With President Donald Trump trailing Democratic presidential nominee Joe Biden in polls in several key states, the Trump campaign to trying to win back the suburban women who have abandoned the president in the polls, and it is counting on Ivanka Trump to make sure the plan comes to fruition. The president's daughter will be trying to lure white college-educated women as part of this rescue mission.

Ivanka has been leaving no stone unturned in the past six weeks and made personal appeals for the president at 17 campaign stops, held intimate question-and-answer sessions, where she shared stories about her father. Aside from that, she has visited local businesses to take pictures with children dressed in Halloween costumes.

It is hard to imagine another member of the Trump family engaging in such political activities, including the president himself. Her brothers, Donald Trump Jr. and Eric Trump, as well as sister-in-law, Lara Trump, are usually sent out to appease Trump's conservative base. So, Ivanka is now the head of the last moment campaign to win swing voters, especially the white college-educated women who played a vital role in the president's victory four years ago.

But with polls indicating that Biden is winning that segment of women by 20 percentage points or more, it is a backbreaking task.
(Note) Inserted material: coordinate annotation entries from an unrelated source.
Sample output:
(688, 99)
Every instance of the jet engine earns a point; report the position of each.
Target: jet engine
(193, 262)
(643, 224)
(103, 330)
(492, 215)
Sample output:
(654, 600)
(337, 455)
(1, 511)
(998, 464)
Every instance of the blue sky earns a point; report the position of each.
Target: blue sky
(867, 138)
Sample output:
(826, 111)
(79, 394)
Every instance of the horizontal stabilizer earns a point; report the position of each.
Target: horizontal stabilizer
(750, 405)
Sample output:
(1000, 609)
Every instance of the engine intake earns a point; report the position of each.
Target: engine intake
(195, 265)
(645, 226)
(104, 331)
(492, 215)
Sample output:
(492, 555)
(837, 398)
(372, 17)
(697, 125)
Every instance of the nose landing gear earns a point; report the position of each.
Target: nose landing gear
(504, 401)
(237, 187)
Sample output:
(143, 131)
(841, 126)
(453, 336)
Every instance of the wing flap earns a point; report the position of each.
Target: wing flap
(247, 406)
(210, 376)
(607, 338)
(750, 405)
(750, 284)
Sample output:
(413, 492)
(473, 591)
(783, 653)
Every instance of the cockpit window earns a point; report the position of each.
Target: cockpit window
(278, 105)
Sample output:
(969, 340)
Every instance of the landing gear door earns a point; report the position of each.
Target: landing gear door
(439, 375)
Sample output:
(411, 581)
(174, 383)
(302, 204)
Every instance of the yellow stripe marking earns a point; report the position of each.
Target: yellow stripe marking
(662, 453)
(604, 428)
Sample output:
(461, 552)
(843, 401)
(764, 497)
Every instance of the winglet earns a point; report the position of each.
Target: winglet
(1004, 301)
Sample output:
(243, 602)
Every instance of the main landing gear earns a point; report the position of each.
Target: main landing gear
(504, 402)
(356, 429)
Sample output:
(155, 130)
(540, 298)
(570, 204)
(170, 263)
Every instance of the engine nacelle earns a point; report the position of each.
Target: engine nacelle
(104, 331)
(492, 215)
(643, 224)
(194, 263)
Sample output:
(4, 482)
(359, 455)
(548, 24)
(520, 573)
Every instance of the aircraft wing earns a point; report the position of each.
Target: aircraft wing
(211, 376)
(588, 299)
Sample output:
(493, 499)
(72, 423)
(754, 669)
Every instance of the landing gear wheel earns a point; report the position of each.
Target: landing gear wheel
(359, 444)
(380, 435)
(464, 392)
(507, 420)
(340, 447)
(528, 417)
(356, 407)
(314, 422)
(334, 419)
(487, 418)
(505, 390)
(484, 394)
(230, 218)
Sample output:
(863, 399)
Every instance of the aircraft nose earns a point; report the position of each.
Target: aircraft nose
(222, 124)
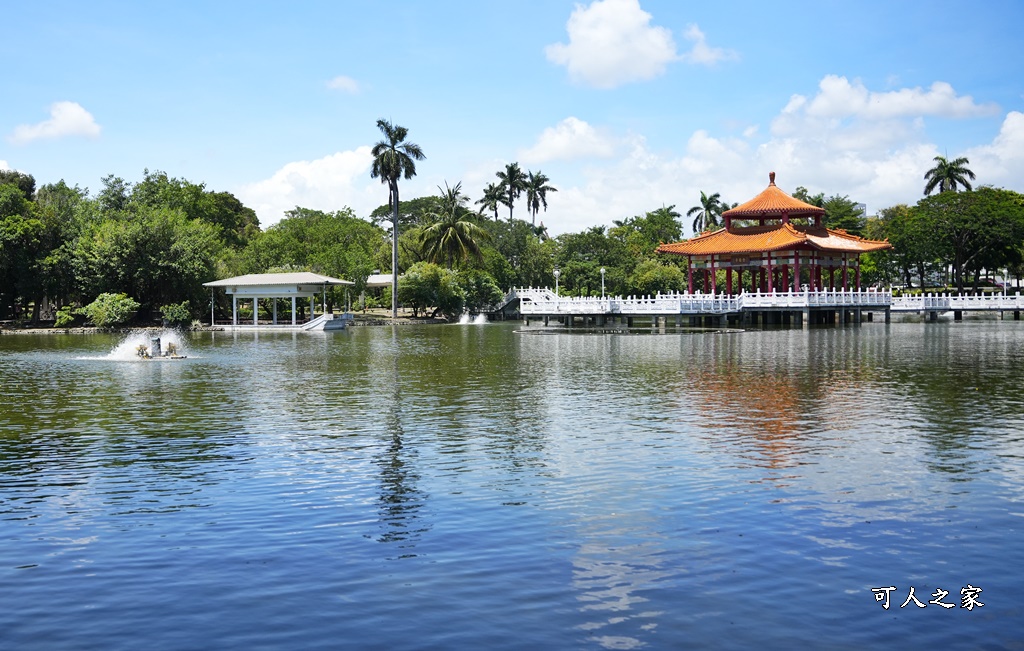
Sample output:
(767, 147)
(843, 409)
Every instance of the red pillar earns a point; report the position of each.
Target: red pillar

Ivanka is a working mother and has worked for the improvement of women’s lives, and is no stranger to challenges facing American families today, according to senior adviser for the Trump campaign, Mercedes Schlapp.

Schlapp pointed out that Ivanka can speak to Trump's success as a close family member, as well as a policy adviser, claiming it is a remarkably effective combination on the campaign trail. Ivanka has been to 10 battleground states, including Arizona, Nevada, Wisconsin, Minnesota, Michigan, Ohio, Florida, Georgia, North Carolina, and Pennsylvania, and is slated to camp in North Carolina, Florida, and Pennsylvania again before the presidential election, according to one Trump political aide, POLITICO reported.

Moreover, she has made appearances in half a dozen virtual rallies and is expected to her father raise $35 million at a total of nine fundraisers since Aug., including two on Monday in California, another Trump political aide said. She wants to ensure Americans realize what four more years of Trump means in terms of uplifting the people of the country, the first aide said of Ivanka.

Political analysts, however, do not think a last-minute attempt to revamp Trump's coarse politics will prove advantageous for the Trump campaign. The director of the Center for American Women and Politics at Rutgers University, Debbie Walsh explained saying women voters are looking at the substance of current events, noting that it is too late to try and change tone and tenor. Ivanka alone can't make up for what these women voters have witnessed in the last four years.